I grandi temi della cura per l’ambiente e quindi, a seguire, della sostenibilità economica e finanziaria a livello planetario, si saldano nei contesti nazionali alla domanda di maggiore equità e sicurezza. L’invito alla fraternità, proposto dall’enciclica di Papa Francesco, s’irradia come monito fecondo e amorevole, bisognoso di concrete traduzioni. Si cerca, insomma, una sintesi politica dopo che il populismo ha seminato l’illusione di una risposta unilaterale, in fondo disattenta alle questioni della solidarietà, e dunque intessuta delle parole d’ordine del vecchio darwinismo sociale. Ebbene, questa sintesi evoca il centro e ne rinvigorisce le ragioni, mentre s’incarica di accogliere l’essenza di tante buone rivendicazioni che pagano però il prezzo dell’impazienza, anche come soprassalto di egoistiche aspirazioni corporative. E una lezione che richiede il più serio ed onesto approfondimento da parte nostra.

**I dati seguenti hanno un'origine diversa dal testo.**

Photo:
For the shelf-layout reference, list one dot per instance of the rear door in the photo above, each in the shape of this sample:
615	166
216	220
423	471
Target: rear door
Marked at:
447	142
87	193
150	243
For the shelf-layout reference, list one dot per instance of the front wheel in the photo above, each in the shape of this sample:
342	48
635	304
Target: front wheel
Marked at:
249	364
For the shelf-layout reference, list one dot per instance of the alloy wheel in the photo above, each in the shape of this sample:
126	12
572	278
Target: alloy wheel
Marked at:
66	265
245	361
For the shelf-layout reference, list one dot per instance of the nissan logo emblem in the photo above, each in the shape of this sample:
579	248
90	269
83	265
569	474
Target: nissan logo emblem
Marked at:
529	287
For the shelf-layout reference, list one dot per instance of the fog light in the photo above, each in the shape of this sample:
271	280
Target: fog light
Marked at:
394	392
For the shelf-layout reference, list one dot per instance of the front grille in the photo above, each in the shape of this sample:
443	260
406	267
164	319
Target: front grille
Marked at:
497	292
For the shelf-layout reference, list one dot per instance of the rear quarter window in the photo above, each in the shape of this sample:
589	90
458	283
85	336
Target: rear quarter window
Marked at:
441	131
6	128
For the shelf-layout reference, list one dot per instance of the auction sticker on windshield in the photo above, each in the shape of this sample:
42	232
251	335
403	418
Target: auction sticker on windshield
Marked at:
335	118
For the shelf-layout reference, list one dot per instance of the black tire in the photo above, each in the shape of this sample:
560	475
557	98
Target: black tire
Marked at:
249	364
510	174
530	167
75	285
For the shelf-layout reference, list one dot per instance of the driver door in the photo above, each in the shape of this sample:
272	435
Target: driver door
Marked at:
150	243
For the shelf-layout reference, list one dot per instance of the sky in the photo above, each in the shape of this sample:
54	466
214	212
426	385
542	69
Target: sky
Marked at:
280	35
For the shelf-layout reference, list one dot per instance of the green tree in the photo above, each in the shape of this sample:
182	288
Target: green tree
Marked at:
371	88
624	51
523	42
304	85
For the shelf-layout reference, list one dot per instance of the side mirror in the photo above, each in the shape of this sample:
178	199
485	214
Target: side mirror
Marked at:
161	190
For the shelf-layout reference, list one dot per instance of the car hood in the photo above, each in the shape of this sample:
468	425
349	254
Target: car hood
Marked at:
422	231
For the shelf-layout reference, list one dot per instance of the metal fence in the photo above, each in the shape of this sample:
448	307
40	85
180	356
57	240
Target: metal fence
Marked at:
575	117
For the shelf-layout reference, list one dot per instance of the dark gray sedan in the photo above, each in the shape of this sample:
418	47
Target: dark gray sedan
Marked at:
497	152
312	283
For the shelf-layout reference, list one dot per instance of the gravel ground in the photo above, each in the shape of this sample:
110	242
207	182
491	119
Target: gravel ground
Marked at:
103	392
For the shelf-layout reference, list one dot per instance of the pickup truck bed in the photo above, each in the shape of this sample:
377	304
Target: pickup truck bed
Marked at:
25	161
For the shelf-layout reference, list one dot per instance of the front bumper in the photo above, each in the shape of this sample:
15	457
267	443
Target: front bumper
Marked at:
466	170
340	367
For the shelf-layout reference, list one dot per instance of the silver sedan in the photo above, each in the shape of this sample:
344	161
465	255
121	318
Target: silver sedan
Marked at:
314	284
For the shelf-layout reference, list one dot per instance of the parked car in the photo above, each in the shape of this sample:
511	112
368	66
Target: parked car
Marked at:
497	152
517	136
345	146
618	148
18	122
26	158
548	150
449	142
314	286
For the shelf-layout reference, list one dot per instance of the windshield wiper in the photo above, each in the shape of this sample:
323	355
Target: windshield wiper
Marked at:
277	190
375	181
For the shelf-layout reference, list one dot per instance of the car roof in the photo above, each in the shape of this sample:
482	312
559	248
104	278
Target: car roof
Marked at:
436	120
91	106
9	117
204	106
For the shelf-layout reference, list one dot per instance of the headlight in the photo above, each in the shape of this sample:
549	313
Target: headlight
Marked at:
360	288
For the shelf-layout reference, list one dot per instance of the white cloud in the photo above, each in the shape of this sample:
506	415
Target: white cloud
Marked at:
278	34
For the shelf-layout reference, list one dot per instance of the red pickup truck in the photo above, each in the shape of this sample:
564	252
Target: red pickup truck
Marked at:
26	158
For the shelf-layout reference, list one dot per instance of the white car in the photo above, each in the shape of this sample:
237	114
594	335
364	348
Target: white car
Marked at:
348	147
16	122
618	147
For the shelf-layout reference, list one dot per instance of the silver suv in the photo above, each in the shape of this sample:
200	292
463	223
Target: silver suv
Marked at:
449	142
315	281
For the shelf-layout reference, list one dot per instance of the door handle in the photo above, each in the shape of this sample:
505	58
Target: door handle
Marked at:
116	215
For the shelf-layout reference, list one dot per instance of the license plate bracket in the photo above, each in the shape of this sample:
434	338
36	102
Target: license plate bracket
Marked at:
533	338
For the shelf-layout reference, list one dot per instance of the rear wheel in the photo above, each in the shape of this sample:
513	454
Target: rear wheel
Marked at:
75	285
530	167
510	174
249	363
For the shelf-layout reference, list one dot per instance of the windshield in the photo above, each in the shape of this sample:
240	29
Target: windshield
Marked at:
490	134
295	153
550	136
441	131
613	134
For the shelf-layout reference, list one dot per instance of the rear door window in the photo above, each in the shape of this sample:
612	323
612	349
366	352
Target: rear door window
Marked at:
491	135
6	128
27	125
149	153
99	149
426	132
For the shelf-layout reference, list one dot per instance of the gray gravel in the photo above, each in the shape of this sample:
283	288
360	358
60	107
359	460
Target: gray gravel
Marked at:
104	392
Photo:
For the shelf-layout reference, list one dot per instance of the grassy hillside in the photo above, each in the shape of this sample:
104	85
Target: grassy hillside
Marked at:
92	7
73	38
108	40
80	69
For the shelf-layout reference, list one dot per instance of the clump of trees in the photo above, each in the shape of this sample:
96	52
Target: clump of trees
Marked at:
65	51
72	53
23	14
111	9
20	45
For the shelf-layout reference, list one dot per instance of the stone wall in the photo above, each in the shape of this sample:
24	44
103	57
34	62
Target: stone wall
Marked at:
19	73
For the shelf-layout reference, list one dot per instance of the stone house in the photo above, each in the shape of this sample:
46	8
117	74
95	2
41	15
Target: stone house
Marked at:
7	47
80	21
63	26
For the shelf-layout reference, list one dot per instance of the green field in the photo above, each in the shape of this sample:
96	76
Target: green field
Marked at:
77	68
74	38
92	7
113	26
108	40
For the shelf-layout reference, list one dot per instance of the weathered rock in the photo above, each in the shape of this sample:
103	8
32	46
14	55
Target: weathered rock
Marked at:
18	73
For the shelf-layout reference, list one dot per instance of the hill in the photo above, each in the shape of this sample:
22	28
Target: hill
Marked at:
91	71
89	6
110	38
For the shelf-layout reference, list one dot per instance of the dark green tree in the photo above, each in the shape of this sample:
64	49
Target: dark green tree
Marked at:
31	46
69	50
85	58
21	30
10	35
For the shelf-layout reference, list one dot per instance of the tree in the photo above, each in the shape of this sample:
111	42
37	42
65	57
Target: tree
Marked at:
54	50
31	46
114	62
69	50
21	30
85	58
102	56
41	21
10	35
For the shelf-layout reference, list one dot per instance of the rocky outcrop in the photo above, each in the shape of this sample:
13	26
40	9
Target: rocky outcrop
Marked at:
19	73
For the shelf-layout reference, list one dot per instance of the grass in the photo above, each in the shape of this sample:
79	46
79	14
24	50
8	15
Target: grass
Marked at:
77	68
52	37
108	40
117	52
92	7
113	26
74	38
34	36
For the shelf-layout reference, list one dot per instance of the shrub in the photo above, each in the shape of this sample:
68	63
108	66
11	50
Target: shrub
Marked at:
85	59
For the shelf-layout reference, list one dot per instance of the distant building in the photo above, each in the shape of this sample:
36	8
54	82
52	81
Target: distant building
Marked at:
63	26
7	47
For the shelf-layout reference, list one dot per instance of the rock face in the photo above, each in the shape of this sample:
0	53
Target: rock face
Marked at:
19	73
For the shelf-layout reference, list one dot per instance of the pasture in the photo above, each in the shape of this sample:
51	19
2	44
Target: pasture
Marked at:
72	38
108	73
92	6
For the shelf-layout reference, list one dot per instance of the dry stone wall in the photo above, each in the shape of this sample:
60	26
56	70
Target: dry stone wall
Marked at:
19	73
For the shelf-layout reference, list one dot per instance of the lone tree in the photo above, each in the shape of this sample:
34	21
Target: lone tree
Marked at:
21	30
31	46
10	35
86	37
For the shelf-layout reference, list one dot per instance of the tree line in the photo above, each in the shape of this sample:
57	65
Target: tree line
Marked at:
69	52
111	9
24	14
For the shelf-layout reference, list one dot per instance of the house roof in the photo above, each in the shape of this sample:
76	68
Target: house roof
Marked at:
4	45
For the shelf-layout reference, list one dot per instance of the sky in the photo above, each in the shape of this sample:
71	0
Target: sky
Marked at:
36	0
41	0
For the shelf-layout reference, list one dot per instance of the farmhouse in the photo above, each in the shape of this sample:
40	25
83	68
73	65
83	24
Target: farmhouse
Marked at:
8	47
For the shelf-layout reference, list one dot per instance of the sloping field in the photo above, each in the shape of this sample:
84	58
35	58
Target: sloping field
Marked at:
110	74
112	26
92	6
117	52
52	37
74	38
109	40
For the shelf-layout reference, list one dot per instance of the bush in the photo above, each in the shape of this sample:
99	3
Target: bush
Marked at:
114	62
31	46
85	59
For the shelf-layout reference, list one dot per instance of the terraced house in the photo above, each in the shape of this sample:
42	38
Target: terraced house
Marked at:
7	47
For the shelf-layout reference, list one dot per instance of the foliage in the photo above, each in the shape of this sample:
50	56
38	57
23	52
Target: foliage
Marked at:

Si tratta di capire, in fin dei conti, come e perché questa potente e suggestiva novità debba contemplare un vero cambio di paradigma. Di fatto è una riflessione che investe la politica italiana, dove alligna del resto una tradizione che ha reso vitale il contributo del centro democratico e popolare, fonte di ricchezza delle scelte riformatrici più significative nella storia del Paese. Il pensiero cristiano ne ha fortemente influenzato la crescita e la concreta applicazione: mezzo secolo di Democrazia cristiana non si spiegano diversamente. La sfida, a questo punto, sta nella riconfigurazione di una politica espansiva a partire dal centro e non dalla semplice occupazione del centro. In America, con Biden, questa vocazione ha preso forma. Da oggi assume i contorni della scommessa da vincere sul terreno delle grandi scelte di governo, dopo che ha vinto nella battaglia contro la dura e frastornante ideologia del trumpismo. Una scommessa, in definitiva, che riguarda tutti quanti noi.